Kompas.com yang hendak melihat aktivitas reklamasi Pulau G menyewa salah satu perahu nelayan itu. Tarifnya Rp 300.000. Adalah Karul (31), salah seorang pemilik perahu nelayan, yang bersedia mengantar ke Pulau G.
Karul menyalakan mesin perahunya. Awalnya berjalan lancar. Namun, di tengah jalan, mesin perahu tersendat dan mati. Rupanya, baling-baling perahunya tersangkut sampah plastik.
"Trak...," mesin menyala.
Perahu kembali berjalan.
"Beginilah, Mas, banyak sampahnya. Jadi pada nyangkut," kata Karul di balik kemudi perahunya.

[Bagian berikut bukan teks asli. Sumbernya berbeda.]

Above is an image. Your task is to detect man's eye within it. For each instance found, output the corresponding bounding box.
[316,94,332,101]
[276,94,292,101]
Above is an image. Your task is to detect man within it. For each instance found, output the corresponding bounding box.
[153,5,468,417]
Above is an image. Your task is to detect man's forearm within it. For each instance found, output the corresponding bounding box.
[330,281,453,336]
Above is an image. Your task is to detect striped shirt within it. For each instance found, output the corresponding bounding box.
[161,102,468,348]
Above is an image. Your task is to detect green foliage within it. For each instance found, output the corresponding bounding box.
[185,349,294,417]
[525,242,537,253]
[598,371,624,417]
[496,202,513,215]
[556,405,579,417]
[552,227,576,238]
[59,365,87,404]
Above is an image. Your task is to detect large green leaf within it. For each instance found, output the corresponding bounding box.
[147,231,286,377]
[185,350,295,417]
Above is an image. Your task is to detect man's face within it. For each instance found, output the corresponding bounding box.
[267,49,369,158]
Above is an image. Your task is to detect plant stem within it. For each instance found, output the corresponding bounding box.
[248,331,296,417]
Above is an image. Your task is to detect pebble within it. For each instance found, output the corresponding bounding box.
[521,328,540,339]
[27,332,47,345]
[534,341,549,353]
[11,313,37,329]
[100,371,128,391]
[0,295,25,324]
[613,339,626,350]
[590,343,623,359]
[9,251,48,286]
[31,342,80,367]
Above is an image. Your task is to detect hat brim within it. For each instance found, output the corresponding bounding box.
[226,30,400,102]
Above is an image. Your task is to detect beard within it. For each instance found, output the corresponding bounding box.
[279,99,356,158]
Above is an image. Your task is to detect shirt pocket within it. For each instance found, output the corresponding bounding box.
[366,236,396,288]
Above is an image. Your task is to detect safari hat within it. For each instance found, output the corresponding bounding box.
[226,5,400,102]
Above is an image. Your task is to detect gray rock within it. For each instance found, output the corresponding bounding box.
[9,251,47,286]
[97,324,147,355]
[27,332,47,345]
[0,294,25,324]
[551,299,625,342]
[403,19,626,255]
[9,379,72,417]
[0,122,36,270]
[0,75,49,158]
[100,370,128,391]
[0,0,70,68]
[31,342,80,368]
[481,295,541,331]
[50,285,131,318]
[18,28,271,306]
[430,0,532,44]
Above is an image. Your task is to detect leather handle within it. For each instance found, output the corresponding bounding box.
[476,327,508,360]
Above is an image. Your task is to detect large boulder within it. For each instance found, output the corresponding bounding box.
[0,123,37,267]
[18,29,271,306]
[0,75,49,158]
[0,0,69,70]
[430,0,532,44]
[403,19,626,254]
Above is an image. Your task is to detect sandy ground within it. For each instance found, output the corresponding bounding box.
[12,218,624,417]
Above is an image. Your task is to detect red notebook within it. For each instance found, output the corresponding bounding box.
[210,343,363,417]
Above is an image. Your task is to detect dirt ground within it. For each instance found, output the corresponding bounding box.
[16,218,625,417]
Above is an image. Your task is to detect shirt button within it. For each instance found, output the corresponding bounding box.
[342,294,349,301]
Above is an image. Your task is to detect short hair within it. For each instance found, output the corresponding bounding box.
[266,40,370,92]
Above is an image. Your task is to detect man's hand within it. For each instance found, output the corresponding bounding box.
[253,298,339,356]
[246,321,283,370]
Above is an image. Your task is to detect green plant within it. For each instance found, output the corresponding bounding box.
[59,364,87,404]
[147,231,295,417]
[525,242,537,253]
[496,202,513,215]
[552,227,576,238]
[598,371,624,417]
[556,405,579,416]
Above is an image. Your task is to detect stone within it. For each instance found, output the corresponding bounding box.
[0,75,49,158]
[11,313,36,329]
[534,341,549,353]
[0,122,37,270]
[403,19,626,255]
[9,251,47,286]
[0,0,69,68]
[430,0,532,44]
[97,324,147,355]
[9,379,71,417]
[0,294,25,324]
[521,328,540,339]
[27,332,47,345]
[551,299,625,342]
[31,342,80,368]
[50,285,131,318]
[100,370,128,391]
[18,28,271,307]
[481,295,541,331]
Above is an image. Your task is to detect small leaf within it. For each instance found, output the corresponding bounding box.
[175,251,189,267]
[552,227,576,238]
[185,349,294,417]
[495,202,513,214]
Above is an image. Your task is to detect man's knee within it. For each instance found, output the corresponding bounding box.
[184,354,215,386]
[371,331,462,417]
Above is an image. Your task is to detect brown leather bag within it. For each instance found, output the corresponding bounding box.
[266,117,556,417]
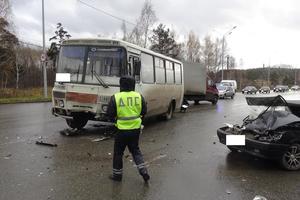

Perahu pun meluncur ke Teluk Jakarta.
Sepanjang perjalanan, sudah tiga kali mesin mati. Penyebabnya sama, baling-baling perahu tersangkut sampah. Di muara Kali Adem, memang banyak sampah plastik berserakan dan hanyut menuju muara.
Sampah plastik itu mulai dari ukuran kecil, seperti bekas bungkus makanan, hingga plastik berukuran besar berisi sampah.
Tepat di depan muara sungai, sampah lainnya juga terlihat. Kali ini sampah kayu dan ranting-ranting pohon itu tampak tersangkut.
Di atasnya biasanya ada burung bangau hinggap, kemudian kembali terbang. Keberadaan sampah itu juga menghambat sampah plastik lainnya. Namun, tak jarang sampah-sampah plastik itu hanyut hingga Teluk Jakarta.
Kalur bercerita bahwa sampah itu datang dari tengah Kota Jakarta. Sampah itu hanyut dan mengotori laut.
"Jadinya seperti nelayan dianggap buang sampah sembarangan, padahal itu dari kota," kata Karul.